A. A drug donation site in possession of donated prescription drugs ineligible for redispensing shall dispose of such drugs in compliance with 18VAC110-20-210.

B. A drug donation site shall maintain records of disposal or transfer for disposal of donated prescription drugs separately from other pharmacy disposal records.

18VAC110-20-800. Records.

A. All records required for drug donation programs shall be maintained chronologically for two years.

B. Records and prescriptions related to donated drugs shall be maintained separately from other pharmacy records.

C. Storage of records.

1. Transfer, dispensing, and disposal records may be stored in an electronic database or record.

2. Prescriptions and signed forms, as well as any other records, may be stored as an electronic image that provides an exact, clearly legible image of the document.

3. Records may be stored in secured storage, either on or offsite.

D. All records in offsite storage or database shall be retrieved and made available for inspection or audit within 48 hours of a request by the board or an authorized agent.

NOTICE: The forms used in administering the above regulation are listed below.

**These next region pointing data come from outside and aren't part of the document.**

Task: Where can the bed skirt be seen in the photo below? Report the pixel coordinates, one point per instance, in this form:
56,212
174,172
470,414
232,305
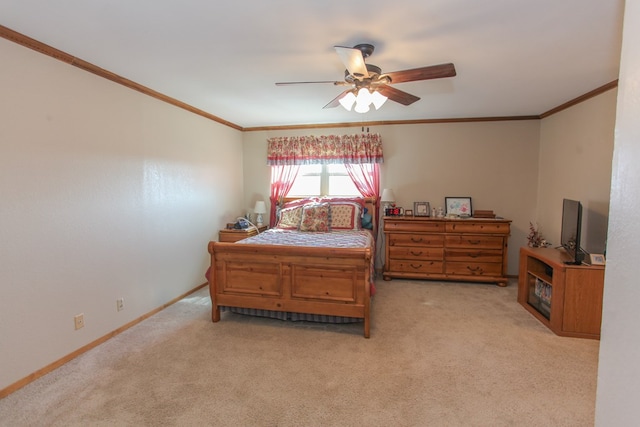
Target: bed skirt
295,317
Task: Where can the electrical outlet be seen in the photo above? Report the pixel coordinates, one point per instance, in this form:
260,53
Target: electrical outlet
79,321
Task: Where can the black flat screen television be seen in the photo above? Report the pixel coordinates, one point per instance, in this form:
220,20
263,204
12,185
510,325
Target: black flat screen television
571,230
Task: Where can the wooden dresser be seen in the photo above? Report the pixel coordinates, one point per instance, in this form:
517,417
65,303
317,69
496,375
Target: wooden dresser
470,250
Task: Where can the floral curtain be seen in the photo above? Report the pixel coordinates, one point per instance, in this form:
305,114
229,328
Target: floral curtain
366,177
305,150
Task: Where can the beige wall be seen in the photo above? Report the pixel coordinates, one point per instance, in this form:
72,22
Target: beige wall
494,163
618,391
105,193
576,147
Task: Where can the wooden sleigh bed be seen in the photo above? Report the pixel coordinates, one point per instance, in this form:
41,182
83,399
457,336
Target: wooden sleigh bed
311,280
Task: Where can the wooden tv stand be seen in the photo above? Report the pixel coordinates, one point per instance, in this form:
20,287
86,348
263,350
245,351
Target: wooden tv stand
566,298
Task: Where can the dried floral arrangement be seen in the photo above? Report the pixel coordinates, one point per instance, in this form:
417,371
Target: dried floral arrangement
535,238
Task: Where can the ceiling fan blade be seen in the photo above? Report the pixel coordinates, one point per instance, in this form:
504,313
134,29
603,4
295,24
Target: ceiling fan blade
424,73
396,95
304,83
336,101
353,61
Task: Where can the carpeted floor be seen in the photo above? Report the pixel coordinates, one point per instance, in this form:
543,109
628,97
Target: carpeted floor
440,354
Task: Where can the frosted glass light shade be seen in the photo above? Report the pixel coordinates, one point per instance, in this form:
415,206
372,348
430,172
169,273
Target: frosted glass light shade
378,99
348,100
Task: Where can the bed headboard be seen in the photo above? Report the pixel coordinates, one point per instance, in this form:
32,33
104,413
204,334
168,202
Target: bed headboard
369,203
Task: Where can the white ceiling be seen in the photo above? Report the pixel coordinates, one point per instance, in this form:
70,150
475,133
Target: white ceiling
513,57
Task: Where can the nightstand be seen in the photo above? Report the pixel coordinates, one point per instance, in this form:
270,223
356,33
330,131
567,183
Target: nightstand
233,235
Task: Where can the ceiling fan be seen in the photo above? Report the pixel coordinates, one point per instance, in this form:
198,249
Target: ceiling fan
376,84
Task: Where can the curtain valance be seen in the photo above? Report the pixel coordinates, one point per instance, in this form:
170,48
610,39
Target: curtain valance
329,149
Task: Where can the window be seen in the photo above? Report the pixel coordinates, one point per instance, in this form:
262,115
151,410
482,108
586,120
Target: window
323,180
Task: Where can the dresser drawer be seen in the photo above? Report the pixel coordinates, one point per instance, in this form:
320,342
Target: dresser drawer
417,266
473,255
415,252
414,226
432,240
474,241
478,227
474,268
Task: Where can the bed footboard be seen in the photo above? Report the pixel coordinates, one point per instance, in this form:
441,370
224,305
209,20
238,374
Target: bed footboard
314,280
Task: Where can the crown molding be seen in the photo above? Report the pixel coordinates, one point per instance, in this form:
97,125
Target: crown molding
40,47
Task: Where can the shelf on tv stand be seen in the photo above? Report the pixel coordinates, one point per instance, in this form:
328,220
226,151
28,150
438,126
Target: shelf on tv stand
575,306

Any amended or added forms are reflected in the listing and are published following the listing.

FORMS (18VAC110-20)

Application for Registration as a Pharmacy Intern (rev. 8/07).

Affidavit of Practical Experience, Pharmacy Intern (rev. 8/07).

Application for Licensure as a Pharmacist by Examination (rev. 8/07).

Instructions for Reinstating or Reactivating a Pharmacist License (rev. 11/07).

Application to Reinstate or Reactivate a Pharmacist License (rev. 11/07).

Application for Approval of a Continuing Education Program (rev. 8/07).

Application for Approval of ACPE Pharmacy School Course(s) for Continuing Education Credit (rev. 4/09).

Application for License to Dispense Drugs (permitted physician) (rev. 8/07).

Application for a Pharmacy Permit (rev. 3/09).

Application for a Nonresident Pharmacy Registration (rev. 7/08).

Application for a Permit as a Medical Equipment Supplier (rev. 3/09).

Application for a Controlled Substances Registration Certificate (rev. 4/09).

Application for Registration as a Pharmacy Intern for Graduates of a Foreign College of Pharmacy (rev. 8/07).

Closing of a Pharmacy (rev. 8/07).

Application for Approval of a Robotic Pharmacy System (rev. 8/07).

Inspection Required for Approval of a Robotic Pharmacy System (rev. 8/07).

Application for Approval of an Innovative (Pilot) Program (rev. 8/07).

Pharmacy Technician Registration Instructions and Application (rev. 3/09).

Instructions for Reinstating a Pharmacy Technician Registration (rev. 11/07).

Application to Reinstate a Pharmacy Technician Registration (rev. 11/07).

Application for Approval of a Pharmacy Technician Training Program (rev. 8/07).

Application for Registration for Volunteer Practice (rev. 8/07).

Sponsor Certification for Volunteer Registration (rev. 8/07).

Preceptor Verification Form (rev. 8/07).

Application for Reinstatement of Registration as a Pharmacy Intern (eff. 9/07).

Affidavit for Limited-Use Pharmacy Technician (rev. 8/07).

Limited-Use Pharmacy Technician Registration Instructions and Application (rev. 7/08).

Application for Registration as a Pharmacy Technician (eff. 3/09).

Registration for a Pharmacy to be a Collection Site for Donated Drugs (eff. 4/09).


VA.R. Doc. No. R09-1606; Filed November 4, 2009, 2:40 p.m.